We consider the segregation of spheres of equal size and different density flowing over an inclined plane, theoretically and computationally by means of distinct element method (DEM) simulations. In the first part of the work, we study the settling of a single higher-density particle in the flow of otherwise identical particles. We show that the motion of the high-density tracer particle can be understood in terms of the buoyancy and drag forces acting on it. The buoyancy force is given by Archimedes principle, with an effective volume associated with the particle, which depends upon the local packing fraction,
$\phi $
. The buoyancy arises primarily from normal forces acting on the particle, and tangential forces have a negligible contribution.

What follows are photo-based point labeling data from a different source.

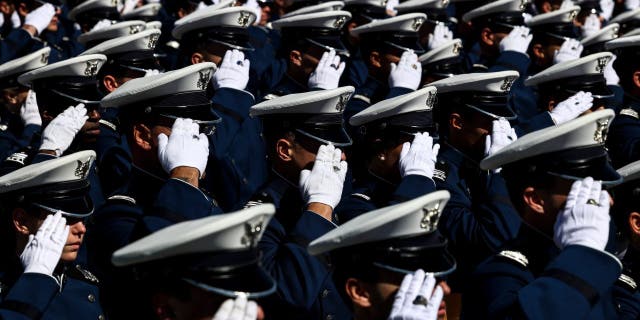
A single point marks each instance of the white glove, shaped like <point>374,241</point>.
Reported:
<point>585,218</point>
<point>390,8</point>
<point>501,135</point>
<point>152,72</point>
<point>61,131</point>
<point>43,251</point>
<point>631,4</point>
<point>29,112</point>
<point>101,25</point>
<point>327,73</point>
<point>441,34</point>
<point>610,74</point>
<point>419,156</point>
<point>572,107</point>
<point>255,7</point>
<point>240,309</point>
<point>185,147</point>
<point>570,50</point>
<point>425,307</point>
<point>517,40</point>
<point>128,6</point>
<point>15,19</point>
<point>566,4</point>
<point>591,25</point>
<point>324,183</point>
<point>607,7</point>
<point>233,72</point>
<point>40,17</point>
<point>407,73</point>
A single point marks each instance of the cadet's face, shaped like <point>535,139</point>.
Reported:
<point>384,291</point>
<point>74,239</point>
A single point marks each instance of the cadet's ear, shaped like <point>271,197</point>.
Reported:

The drag force on a sphere of diameter
$d$
sinking with a velocity
$v$
in a granular medium of apparent viscosity
$\eta $
is given by a modified Stokes law,
${F}_{d} = c\pi \eta dv$
. The coefficient (
$c$
) is found to decrease with packing fraction. In the second part of the work, we consider the case of binary granular mixtures of particles of the same size but differing in density. A continuum model for segregation is presented, based on the single-particle results. The number fraction profile for the heavy particles at equilibrium is obtained in terms of the effective temperature, defined by a fluctuation–dissipation relation. The model predicts the equilibrium number fraction profiles at different inclination angles and for different mass ratios of the particles, which match the DEM results very well. Finally, a complete model for the theoretical prediction of the flow and number fraction profiles for a mixture of particles of different density is presented, which combines the segregation model with a model for the rheology of mixtures. The model predictions agree quite well with the simulation results.